The following software packages are vulnerable: Siemens SIMATIC WinCC flexible Runtime, and Siemens SIMATIC WinCC (TIA Portal) Runtime Advanced.

If an attacker was successful exploiting this vulnerability, it may result in the ability to execute arbitrary code on the targeted human-machine interface system.

Siemens SIMATIC WinCC flexible and WinCC (TIA Portal) Runtime Advanced is a software package used for visualization and machines for small system operations. These products run on standard PCs or on Siemens panel PCs. This software sees use in industries such as food and beverage, water and wastewater, oil and gas, and chemical.

In terms of the vulnerability, the runtime loader does not properly sanitize inputs on 2308/TCP. A specially crafted packet can result in memory corruption, leading to a denial of service. Remote code execution may also be possible.

The vulnerability is remotely exploitable if a system has undergone configuration with the WinCC flexible Runtime Loader and WinCC (TIA Portal) Runtime Advanced Loader enabled.

Siemens will not patch this vulnerability. Disabled by default, the WinCC flexible Runtime Loader and WinCC (TIA Portal) Runtime Advanced Loader feature only sees use when updating firmware.
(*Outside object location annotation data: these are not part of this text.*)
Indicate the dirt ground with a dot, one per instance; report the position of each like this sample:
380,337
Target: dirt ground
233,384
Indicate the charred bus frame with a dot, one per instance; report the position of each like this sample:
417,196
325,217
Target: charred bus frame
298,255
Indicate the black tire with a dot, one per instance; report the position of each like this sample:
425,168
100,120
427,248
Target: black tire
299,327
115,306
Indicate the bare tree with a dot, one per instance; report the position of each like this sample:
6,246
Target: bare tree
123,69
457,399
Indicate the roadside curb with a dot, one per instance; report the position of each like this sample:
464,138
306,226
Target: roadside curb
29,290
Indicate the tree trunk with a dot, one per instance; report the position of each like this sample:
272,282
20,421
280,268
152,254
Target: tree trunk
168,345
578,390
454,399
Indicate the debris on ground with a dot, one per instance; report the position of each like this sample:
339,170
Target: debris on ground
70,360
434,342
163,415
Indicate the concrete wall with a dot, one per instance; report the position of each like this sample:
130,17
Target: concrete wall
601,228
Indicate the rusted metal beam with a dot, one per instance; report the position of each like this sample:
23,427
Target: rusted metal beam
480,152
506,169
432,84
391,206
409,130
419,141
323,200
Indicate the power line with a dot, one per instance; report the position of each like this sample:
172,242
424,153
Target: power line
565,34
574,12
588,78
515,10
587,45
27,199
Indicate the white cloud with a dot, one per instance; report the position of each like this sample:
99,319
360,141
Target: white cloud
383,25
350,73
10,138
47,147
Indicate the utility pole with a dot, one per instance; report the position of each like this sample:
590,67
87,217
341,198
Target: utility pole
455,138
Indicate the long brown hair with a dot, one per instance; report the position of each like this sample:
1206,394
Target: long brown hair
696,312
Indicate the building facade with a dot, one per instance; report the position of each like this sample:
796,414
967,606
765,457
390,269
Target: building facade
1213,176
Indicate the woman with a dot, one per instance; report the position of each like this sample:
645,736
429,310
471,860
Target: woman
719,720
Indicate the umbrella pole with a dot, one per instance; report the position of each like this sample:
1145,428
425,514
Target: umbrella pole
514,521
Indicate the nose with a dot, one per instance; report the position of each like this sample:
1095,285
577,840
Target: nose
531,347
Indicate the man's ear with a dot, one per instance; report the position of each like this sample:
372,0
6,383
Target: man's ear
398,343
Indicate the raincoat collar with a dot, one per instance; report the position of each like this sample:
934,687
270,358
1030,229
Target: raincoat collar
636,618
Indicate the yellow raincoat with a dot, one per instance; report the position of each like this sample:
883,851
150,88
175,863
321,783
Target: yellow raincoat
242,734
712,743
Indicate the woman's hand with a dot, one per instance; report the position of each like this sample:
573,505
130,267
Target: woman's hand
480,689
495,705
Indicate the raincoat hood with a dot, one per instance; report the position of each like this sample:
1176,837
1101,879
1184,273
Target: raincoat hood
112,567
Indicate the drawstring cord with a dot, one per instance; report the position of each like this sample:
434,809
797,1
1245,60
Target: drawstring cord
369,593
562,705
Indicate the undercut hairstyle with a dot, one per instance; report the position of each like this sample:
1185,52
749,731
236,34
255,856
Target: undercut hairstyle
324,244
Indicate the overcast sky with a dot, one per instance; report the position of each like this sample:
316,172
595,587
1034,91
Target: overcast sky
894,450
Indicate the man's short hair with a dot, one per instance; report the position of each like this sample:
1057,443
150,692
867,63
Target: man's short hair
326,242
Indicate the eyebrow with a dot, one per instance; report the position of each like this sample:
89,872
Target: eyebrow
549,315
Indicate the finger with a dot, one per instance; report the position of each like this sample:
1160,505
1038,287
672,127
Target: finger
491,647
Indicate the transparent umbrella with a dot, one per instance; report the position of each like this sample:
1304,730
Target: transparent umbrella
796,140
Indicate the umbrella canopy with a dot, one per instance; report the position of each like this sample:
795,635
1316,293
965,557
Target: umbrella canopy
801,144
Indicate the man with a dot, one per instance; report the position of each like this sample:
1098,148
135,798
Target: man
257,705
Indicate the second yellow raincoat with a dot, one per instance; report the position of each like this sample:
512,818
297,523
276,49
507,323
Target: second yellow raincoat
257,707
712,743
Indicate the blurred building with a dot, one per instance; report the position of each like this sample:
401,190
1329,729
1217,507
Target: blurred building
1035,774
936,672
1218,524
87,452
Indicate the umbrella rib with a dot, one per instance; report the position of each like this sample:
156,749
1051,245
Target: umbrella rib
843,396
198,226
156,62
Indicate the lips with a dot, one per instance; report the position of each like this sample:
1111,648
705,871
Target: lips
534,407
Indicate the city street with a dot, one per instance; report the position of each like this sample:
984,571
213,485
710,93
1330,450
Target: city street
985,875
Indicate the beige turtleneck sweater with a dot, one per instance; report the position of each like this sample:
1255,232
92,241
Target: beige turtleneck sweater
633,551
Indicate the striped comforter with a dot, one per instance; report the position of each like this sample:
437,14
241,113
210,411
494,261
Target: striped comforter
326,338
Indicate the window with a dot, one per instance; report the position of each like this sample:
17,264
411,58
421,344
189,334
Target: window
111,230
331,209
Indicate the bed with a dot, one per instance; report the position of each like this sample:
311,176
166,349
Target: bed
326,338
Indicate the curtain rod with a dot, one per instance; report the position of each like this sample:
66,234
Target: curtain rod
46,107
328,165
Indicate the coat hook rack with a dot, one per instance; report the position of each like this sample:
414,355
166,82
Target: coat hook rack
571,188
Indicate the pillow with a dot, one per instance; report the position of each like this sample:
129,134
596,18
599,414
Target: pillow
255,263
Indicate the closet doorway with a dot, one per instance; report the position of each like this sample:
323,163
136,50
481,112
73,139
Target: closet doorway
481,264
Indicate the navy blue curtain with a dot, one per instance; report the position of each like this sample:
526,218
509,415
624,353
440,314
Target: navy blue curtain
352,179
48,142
Siemens has updated the product documentation to advise users to disable this feature except when it is active.

Siemens recommends their customers protect control systems according to Control Systems Security Program (CSSP) recommended security practices and they configure the environment according to the Siemens operational guidelines. Users should monitor network traffic to 2308/TCP and control traffic to the WinCC system.